Martin Schreiber, Jr., MD
Cleveland_Clinic_Host: Welcome to our Online Health Chat with Dr. Martin Schreiber, Jr. During the next hour, Dr. Schreiber will answer your questions about slowing the progression of kidney disease, the effect of hypertension on your kidneys and nutritional changes for kidney health.
Dr. Schreiber was named Chairman of Nephrology & Hypertension in 2005. He obtained his medical degree from Wake Forest University Bowman Gray School of Medicine, and completed his residency and internship at Cleveland Clinic. He completed fellowship programs at Cleveland Clinic and Massachusetts General Hospital in Boston. He is board certified in Internal Medicine and Nephrology. Dr. Schreiber is a member of the American Society of Nephrology, the International Society of Nephrology and the International Society of Peritoneal Dialysis. In 2007, Dr. Schreiber was named "Man of the Year" by the National Kidney Foundation for his tireless efforts in treating kidney disease. His areas of interest are diabetic renal disease, home dialysis, heart failure and renal disease, anemia and renal failure
Dr. Schreiber, thank you for joining us today to answer questions. Let’s begin with some general information about kidney disease.
Twenty six million American adults have chronic kidney disease (CKD) and millions of others are at an increased risk. High risk groups include those with diabetes, hypertension and family history of kidney disease. Early detection can help prevent the progression of kidney disease to kidney failure. Nephrologists in Cleveland Clinic's Glickman Urological & Kidney Institute are the experts in treating chronic kidney disease (CKD). The innovative model of health management focuses on educating and involving the patient in his or her care. The team at Cleveland Clinic works to slow the progression of CKD, identify risk for cardiovascular disease, and evaluate CKD patients to decrease risk for complications from surgery for other conditions. We hope that many of the online questions today will help explore these topics further.

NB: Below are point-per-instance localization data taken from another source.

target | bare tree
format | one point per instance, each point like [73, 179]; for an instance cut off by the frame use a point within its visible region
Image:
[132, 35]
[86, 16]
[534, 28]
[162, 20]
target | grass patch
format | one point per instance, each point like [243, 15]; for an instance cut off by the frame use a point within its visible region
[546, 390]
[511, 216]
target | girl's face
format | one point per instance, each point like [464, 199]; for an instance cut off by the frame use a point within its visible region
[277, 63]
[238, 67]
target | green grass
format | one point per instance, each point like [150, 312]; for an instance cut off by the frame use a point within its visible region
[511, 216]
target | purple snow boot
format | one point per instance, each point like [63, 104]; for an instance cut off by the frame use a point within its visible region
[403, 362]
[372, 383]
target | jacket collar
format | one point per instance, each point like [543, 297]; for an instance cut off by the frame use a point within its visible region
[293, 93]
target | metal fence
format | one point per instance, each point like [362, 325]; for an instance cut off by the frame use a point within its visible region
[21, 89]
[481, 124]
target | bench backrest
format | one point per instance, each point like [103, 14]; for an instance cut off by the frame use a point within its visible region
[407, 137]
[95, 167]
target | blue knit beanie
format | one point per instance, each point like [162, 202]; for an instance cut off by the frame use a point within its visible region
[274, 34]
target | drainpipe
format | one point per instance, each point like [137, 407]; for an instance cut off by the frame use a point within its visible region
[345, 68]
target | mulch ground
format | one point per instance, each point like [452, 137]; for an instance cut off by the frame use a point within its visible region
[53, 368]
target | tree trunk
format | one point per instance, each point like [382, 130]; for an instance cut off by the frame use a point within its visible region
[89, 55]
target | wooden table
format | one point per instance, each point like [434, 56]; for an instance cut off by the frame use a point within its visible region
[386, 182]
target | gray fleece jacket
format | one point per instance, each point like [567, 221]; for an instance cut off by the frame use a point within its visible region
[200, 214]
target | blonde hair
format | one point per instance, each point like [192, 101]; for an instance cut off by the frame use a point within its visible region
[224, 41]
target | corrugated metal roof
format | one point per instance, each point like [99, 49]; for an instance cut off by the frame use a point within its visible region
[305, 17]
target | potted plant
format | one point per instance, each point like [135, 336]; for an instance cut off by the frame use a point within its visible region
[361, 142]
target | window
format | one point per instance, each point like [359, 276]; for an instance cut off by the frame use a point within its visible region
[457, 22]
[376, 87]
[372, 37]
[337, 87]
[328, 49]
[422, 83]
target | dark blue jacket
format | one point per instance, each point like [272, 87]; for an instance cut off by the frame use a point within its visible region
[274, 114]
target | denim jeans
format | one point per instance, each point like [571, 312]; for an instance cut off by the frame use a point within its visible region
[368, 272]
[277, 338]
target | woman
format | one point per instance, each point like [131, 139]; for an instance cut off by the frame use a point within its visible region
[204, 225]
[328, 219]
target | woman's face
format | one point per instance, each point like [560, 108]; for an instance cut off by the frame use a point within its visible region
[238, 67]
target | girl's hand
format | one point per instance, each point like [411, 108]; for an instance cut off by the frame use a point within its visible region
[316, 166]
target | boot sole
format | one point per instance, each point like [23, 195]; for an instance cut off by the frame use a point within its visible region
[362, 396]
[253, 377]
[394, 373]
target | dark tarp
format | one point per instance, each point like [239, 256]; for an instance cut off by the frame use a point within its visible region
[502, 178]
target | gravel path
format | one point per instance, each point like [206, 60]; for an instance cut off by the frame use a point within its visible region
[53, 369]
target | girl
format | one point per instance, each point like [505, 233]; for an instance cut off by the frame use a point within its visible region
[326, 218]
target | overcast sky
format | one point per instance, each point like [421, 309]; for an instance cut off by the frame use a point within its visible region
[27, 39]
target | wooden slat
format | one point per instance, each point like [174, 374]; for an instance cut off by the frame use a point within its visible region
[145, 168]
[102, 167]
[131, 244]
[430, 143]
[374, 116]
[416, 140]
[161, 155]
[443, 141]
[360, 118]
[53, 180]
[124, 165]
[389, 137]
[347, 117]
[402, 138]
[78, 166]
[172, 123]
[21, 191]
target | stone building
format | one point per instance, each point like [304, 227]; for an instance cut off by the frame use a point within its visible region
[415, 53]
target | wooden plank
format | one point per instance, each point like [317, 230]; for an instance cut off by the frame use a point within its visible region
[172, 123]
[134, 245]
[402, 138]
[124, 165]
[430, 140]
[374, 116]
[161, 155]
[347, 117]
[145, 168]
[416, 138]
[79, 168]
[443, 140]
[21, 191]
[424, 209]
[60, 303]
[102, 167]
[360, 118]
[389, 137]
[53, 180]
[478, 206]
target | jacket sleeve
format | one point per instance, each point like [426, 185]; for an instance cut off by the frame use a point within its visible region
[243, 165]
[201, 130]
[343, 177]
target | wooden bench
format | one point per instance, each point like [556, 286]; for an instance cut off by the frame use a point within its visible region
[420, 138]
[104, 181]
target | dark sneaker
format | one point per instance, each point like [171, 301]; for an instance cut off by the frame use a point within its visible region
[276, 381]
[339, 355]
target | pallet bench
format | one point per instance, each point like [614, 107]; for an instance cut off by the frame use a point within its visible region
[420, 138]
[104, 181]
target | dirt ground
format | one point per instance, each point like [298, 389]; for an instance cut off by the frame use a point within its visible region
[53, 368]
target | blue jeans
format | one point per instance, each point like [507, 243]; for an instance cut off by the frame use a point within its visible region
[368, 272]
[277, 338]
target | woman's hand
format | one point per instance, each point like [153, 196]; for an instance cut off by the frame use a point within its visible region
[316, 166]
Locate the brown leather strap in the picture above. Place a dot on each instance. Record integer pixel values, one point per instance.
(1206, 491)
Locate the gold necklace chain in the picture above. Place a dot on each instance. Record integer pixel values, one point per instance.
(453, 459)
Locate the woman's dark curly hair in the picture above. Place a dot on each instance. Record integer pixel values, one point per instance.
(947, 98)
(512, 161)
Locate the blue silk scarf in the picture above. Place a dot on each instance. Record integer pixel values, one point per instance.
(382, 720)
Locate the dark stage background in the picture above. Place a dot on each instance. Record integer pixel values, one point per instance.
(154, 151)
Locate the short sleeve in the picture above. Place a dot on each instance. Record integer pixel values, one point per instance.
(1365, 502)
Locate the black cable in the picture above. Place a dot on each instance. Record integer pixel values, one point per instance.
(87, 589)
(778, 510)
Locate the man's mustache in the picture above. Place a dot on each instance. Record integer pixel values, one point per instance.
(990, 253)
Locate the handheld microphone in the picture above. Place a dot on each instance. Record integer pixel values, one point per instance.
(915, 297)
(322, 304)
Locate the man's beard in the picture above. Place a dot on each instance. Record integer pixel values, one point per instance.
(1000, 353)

Speaker_-_Dr__Martin_Schreiber: Great - let's begin with the questions.
kiddj: What are the causes of kidney disease?
Speaker_-_Dr__Martin_Schreiber: The main causes of kidney disease are uncontrolled hypertension, diabetes and failing kidney transplant. Other causes include: congenital abnormalities, polycystic kidney disease (PKD); Glomerulonephritis (GN) and acute kidney injury around the time of surgery which can lead to chronic injury over time.
jr1hpflf: What should a person informed 2 months ago, of a GFR of 69, do every morning, noon, and night, in order to slow the progression of kidney impairment? The person has already dropped more than thirty pounds through walking and diet and recently added Lopressor to meds.
Speaker_-_Dr__Martin_Schreiber: For any patient, who demonstrates a decrease in kidney function, the value should be verified and a plan for stabilization of function should be developed. Components of this life plan include: optimization of blood pressure, control of lipids, smoking cessation, blood sugar control if diabetic, avoidance of high phosphorous foods in the diet, repletion of Vitamin D deficiency (which is common in the Midwest region of the U.S.) and appropriate weight control.
HildaB: If I have a family history of kidney disease, when should I start getting tested? What tests should I get?
Speaker_-_Dr__Martin_Schreiber: Any patient who has a family history of kidney disease should make sure that their doctor checks a blood pressure, urinalysis for blood and protein and also obtains a serum creatinine.
Fitzie: Can my family doctor treat kidney disease, or do I need to see a specialist?
Speaker_-_Dr__Martin_Schreiber: Any patient that has an abnormality in kidney function or has been told that they have "kidney disease" should be seen by a Nephrologist (kidney specialist) to determine the cause of the kidney disease. This may require a kidney biopsy or other diagnostic studies.
Marlene: I have a family history of kidney disease and diabetes. I was diagnosed with diabetes 5 years ago. What can I do to prevent kidney disease in myself and in my children?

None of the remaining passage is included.